Doğusu ve batısında beşer kubbe ile örtülü iki tabhanesi (kanat) olan camii, tabhaneli (kanatlı) yapıların son örneği kabul edilir. Baştan tabhane olarak tasarlanmış bu bölümler ile cami arasındaki duvar sonradan kaldırılmış; böylece tabhaneler namaz alanına dahil edilmiştir.
Birer şerefeli iki taş minaresi olan caminin minareleri camiye değil; caminin iki yanındaki tabhanelere bitişiktir; bu nedenle arada 79m. mesafe vardır. Renkli taşlar ve kufi yazılarla bezeli minarelerden sağ tarafta olanı özgün süslemelerini büyük ölçüde korur ancak diğeri birkaç kez onarım geçirmiş ve bezemelerini yitirerek daha sade kalmıştır. Bu nedenle sağdaki minare, “Selçukludan Osmanlı- 'ya geçişin İstanbul'daki tek numunesi” olarak kabul edilir.

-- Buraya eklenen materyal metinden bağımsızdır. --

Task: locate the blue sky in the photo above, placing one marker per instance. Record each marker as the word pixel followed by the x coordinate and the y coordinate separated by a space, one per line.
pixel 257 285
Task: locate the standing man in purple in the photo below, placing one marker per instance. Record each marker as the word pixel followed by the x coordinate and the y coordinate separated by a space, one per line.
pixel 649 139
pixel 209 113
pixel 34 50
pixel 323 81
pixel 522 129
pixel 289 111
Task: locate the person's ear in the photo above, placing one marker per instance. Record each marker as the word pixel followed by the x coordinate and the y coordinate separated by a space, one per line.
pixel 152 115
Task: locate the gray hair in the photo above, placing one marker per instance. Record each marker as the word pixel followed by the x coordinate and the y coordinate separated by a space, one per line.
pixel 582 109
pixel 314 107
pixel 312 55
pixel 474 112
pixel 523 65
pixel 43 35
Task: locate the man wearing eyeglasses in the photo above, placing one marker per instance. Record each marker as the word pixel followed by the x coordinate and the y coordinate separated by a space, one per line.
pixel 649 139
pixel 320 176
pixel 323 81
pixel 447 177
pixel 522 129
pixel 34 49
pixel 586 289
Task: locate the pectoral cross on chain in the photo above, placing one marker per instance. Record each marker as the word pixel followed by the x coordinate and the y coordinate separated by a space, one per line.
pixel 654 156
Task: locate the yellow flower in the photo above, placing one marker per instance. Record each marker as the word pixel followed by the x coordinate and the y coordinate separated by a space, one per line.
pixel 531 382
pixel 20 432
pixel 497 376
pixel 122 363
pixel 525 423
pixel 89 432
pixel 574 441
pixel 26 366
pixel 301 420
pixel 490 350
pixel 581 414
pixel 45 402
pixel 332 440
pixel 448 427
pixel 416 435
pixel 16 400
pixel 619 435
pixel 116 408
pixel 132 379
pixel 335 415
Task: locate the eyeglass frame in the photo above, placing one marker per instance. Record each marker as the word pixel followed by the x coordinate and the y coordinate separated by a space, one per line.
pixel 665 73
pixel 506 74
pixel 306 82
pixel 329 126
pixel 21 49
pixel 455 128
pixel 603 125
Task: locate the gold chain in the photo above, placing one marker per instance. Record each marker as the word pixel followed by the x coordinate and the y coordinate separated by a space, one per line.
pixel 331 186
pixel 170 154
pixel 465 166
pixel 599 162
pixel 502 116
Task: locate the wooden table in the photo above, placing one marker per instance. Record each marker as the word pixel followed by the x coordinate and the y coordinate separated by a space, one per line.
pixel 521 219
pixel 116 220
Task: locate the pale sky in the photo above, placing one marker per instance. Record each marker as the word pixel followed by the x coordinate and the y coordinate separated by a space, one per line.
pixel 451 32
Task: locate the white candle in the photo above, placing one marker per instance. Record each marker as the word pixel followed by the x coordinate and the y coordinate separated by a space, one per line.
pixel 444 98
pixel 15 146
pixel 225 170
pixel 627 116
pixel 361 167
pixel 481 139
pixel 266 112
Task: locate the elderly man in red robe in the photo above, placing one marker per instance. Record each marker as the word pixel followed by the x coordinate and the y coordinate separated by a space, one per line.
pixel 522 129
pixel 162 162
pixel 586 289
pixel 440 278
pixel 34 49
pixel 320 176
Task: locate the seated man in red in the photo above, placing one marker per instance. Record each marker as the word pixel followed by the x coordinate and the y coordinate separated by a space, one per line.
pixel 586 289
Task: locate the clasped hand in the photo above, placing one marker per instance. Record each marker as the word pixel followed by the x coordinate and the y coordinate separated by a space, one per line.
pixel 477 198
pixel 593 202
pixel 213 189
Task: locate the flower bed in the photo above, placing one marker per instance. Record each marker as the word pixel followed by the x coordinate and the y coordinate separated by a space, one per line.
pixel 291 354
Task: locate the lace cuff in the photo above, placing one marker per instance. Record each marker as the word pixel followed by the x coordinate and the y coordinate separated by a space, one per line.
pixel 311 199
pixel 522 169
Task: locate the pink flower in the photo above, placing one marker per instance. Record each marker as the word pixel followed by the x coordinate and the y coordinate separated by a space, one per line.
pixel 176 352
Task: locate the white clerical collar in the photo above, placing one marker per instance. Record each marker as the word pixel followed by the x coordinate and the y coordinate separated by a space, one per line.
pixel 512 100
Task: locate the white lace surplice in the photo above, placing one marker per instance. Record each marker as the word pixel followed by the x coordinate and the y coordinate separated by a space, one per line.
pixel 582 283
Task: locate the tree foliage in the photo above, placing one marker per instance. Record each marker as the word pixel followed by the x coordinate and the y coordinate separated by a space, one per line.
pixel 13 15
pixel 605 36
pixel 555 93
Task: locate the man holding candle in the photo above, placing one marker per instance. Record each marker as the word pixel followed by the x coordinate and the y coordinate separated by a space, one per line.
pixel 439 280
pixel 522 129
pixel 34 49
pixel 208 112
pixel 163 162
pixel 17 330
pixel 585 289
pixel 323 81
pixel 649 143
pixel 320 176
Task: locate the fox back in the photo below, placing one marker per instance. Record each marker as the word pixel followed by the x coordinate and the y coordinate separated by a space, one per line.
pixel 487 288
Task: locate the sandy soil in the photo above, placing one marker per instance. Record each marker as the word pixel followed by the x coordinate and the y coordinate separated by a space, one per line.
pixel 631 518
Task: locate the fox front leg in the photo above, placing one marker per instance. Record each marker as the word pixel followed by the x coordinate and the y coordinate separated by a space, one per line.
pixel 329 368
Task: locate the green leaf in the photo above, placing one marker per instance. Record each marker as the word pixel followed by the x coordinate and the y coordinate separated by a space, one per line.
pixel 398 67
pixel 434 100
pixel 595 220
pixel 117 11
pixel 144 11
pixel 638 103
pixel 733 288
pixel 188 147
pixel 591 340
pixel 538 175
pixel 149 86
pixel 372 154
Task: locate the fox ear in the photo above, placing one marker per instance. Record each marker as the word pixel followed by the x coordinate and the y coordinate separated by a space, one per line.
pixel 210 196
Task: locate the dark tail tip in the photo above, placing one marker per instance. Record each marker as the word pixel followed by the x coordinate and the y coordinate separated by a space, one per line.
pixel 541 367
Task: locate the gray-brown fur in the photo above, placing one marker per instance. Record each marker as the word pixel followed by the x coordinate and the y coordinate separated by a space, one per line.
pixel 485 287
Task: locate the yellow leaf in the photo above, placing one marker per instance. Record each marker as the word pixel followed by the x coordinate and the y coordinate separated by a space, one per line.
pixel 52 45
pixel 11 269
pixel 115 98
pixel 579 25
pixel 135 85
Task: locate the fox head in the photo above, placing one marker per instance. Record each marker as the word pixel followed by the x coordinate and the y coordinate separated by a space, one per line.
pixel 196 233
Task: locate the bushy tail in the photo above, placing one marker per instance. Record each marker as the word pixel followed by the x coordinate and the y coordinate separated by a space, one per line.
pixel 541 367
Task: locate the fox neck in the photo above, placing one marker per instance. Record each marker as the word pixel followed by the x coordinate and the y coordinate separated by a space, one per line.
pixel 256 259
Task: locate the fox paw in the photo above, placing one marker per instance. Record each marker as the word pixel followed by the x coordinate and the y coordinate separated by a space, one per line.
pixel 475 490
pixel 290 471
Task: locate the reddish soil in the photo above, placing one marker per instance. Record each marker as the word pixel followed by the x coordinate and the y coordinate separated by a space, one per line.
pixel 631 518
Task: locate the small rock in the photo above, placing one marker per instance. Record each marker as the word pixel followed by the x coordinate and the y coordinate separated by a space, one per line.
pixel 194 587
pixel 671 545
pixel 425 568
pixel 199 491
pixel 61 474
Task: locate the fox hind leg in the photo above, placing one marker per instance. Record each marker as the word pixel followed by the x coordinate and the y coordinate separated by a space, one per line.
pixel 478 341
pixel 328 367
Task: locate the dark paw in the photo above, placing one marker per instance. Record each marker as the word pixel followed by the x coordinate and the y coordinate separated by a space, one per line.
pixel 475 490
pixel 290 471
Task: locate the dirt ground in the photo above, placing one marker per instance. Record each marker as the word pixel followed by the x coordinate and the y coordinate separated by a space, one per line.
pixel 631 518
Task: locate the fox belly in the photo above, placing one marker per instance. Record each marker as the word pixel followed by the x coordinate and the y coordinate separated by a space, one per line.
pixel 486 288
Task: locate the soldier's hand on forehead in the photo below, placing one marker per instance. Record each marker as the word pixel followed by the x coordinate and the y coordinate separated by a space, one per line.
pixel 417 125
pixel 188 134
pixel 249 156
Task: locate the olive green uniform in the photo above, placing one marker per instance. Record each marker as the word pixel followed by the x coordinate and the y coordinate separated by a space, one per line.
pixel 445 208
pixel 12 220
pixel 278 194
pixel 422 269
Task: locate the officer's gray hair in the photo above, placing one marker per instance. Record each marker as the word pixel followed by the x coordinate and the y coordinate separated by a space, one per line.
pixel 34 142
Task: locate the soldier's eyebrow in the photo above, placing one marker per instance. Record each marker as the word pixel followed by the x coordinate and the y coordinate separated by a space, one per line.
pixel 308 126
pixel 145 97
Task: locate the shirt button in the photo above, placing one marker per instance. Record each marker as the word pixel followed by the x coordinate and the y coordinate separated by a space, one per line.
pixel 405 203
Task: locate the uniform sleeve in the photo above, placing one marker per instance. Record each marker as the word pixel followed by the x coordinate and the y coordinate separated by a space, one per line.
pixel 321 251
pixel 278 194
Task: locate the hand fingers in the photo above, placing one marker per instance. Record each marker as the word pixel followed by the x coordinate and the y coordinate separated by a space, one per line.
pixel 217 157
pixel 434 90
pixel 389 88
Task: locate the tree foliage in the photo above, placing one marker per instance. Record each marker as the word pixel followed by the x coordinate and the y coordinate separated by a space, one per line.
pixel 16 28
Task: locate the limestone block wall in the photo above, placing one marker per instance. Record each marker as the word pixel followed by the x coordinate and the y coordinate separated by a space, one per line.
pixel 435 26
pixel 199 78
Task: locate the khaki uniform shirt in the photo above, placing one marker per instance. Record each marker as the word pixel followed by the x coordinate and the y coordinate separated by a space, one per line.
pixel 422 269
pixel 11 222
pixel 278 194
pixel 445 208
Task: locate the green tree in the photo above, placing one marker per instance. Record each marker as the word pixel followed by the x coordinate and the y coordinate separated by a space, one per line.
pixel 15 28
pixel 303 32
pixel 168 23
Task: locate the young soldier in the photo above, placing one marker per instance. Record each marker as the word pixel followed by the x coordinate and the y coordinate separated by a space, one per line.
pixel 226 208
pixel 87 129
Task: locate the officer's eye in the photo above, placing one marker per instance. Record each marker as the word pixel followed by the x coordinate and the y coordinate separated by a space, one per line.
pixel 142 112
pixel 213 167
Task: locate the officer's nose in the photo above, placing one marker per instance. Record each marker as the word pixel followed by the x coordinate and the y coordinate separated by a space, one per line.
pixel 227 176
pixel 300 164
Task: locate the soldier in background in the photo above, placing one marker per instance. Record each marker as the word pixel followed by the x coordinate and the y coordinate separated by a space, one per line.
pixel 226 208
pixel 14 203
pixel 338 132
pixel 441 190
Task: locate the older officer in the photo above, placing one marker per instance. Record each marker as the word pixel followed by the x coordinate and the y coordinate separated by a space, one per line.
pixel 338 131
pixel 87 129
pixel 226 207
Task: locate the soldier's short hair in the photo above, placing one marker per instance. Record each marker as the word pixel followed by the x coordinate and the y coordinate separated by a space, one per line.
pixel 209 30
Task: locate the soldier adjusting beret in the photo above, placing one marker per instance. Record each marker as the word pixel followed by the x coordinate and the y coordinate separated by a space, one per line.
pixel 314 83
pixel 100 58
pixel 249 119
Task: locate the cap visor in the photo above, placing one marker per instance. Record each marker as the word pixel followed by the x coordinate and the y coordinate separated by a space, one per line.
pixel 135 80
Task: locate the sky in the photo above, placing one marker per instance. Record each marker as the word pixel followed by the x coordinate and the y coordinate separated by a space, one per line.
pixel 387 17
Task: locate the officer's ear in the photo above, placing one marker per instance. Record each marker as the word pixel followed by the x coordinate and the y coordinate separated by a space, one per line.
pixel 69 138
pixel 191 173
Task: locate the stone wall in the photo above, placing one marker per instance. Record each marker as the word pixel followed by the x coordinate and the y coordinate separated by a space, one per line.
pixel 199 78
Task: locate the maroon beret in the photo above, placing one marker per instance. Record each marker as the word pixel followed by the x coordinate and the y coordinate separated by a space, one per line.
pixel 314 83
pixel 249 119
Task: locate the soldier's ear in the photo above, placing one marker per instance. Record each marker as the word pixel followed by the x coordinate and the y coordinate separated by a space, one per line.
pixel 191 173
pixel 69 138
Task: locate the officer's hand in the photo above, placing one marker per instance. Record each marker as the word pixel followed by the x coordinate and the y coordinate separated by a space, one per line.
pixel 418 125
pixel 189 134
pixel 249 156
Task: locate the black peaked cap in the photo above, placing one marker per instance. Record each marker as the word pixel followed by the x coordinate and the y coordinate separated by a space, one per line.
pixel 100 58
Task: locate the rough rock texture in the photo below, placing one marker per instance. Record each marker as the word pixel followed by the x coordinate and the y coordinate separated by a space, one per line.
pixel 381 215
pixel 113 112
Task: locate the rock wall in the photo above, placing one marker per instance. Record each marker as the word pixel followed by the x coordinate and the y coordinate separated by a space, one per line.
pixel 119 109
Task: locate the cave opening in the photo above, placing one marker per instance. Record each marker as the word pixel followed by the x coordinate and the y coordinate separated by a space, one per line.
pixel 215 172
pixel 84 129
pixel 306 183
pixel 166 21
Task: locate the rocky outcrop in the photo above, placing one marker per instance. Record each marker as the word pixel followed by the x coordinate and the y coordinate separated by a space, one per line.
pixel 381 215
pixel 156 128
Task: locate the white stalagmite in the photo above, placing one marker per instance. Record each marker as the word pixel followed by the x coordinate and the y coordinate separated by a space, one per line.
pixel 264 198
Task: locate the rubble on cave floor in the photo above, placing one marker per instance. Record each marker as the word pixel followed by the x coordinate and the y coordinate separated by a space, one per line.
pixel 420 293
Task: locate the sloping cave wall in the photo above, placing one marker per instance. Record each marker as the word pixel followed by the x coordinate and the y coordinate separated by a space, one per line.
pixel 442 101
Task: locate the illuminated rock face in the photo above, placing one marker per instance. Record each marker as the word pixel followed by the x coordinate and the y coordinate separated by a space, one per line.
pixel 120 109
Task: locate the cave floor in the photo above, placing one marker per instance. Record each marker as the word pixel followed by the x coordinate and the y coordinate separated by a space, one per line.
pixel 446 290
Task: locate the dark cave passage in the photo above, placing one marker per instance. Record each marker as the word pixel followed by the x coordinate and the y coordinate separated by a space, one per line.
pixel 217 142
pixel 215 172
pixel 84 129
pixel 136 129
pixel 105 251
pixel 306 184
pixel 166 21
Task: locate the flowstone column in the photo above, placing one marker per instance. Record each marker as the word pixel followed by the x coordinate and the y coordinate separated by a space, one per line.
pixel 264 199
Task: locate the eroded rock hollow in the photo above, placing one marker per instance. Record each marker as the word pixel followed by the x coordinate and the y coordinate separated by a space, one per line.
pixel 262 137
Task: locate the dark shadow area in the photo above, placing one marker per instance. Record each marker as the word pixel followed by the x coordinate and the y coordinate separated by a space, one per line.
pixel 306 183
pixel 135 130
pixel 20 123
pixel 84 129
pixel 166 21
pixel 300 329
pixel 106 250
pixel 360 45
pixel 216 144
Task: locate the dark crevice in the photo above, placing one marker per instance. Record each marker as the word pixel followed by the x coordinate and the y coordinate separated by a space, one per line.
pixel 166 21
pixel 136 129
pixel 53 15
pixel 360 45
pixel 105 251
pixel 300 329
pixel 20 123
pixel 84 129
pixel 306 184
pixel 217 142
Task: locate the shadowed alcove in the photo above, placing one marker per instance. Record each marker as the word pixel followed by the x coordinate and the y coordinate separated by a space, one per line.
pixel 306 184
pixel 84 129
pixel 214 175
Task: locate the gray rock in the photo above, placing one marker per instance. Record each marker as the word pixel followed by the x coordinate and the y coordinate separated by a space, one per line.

Harimin sağ köşesinde hünkar mahfili yer alır. 10 sütun üzerinde duran mahfile, dışarıdan bir merdiven ve kapı ile girilir.
Caminin mihrap tarafında, sağda ve pencere hizasında oğlu Yavuz Sultan Selim tarafından yaptırılmış Sultan Bayezid türbesi bulunur. Yine Yavuz Sultan Selim’in yaptırdığı solundaki türbede Kızı Selçuk Hatun da yatar; Koca Mustafa Reşit Paşa'nın mezarı da burada bulunmaktadır.
Vakıflar müdürlüğü tarafından başlatılan restorasyon çalışmaları halen devam etmektedir.Bu yüzden restorasyon çalışmalarından dolayı Camii ibadet ve ziyarete kapalıdır.